To say what’s wrong with the popular, deferential applications of standpoint epistemology, we need to understand what makes it popular. A number of cynical answers present themselves: some (especially the more socially advantaged) don’t genuinely want social change – they just want the appearance of it. Alternatively, deference to figures from oppressed communities is a performance that sanitizes, apologizes for, or simply distracts from the fact that the deferrer has enough “in the room” privilege for their “lifting up” of a perspective to be of consequence.
I suspect there is some truth to these views, but I am unsatisfied. Many of the people who support and enact these deferential norms are rather like Helen: motivated by the right reasons, but trusting people they share such rooms with to help them find the proper practical expression of their joint moral commitments. We don’t need to attribute bad faith to all or even most of those who interpret standpoint epistemology deferentially to explain the phenomenon, and it’s not even clear it would help. Bad “roommates” aren’t the problem for the same reason that Helen being a good roommate wasn’t the solution: the problem emerges from how the rooms themselves are constructed and managed.
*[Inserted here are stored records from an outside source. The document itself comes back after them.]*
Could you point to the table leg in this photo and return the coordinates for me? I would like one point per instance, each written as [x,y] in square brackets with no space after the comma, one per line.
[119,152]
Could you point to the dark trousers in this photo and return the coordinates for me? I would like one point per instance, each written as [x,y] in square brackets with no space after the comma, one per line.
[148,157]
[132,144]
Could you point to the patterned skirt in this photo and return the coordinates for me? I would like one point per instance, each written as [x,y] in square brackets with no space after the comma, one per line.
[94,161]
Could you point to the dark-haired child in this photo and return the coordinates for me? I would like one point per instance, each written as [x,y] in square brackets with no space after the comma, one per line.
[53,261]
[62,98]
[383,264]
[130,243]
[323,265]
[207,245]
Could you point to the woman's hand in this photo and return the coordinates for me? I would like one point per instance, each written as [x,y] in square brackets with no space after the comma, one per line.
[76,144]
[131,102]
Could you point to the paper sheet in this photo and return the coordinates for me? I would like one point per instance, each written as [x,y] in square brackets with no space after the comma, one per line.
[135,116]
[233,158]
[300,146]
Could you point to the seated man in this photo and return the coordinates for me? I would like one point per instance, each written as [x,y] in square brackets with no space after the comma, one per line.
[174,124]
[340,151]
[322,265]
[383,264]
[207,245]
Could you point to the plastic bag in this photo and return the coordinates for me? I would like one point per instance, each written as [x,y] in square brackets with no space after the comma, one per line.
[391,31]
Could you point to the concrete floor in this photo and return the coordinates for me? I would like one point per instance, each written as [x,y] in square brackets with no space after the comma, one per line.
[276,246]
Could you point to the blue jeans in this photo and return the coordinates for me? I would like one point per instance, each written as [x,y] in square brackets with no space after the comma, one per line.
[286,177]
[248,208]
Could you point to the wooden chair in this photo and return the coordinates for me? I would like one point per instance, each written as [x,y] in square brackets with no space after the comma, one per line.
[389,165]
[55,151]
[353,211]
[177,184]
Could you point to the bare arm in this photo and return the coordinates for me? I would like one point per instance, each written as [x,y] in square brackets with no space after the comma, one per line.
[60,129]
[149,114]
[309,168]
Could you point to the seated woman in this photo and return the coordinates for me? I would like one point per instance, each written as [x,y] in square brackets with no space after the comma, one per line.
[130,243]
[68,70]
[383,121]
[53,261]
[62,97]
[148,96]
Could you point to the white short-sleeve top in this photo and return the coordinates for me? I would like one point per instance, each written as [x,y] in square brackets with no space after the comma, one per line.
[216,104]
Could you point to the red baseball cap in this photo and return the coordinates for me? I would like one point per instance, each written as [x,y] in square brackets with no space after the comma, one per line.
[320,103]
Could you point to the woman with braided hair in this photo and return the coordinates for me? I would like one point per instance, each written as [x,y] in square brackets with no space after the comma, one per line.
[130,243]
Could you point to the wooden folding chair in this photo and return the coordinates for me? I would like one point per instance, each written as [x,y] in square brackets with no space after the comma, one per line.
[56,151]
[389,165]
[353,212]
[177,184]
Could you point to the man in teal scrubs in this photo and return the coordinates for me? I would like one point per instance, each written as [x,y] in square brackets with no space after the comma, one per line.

To return to the initial example with Helen, the issue wasn’t merely that I hadn’t grown up in the kind of low-income, redlined community she was imagining. The epistemic situation was much worse than this. Many of the facts about me that made my life chances different from those of the people she was imagining were the very same facts that made me likely to be offered things on their behalf. If I had grown up in such a community, we probably wouldn’t have been on the phone together.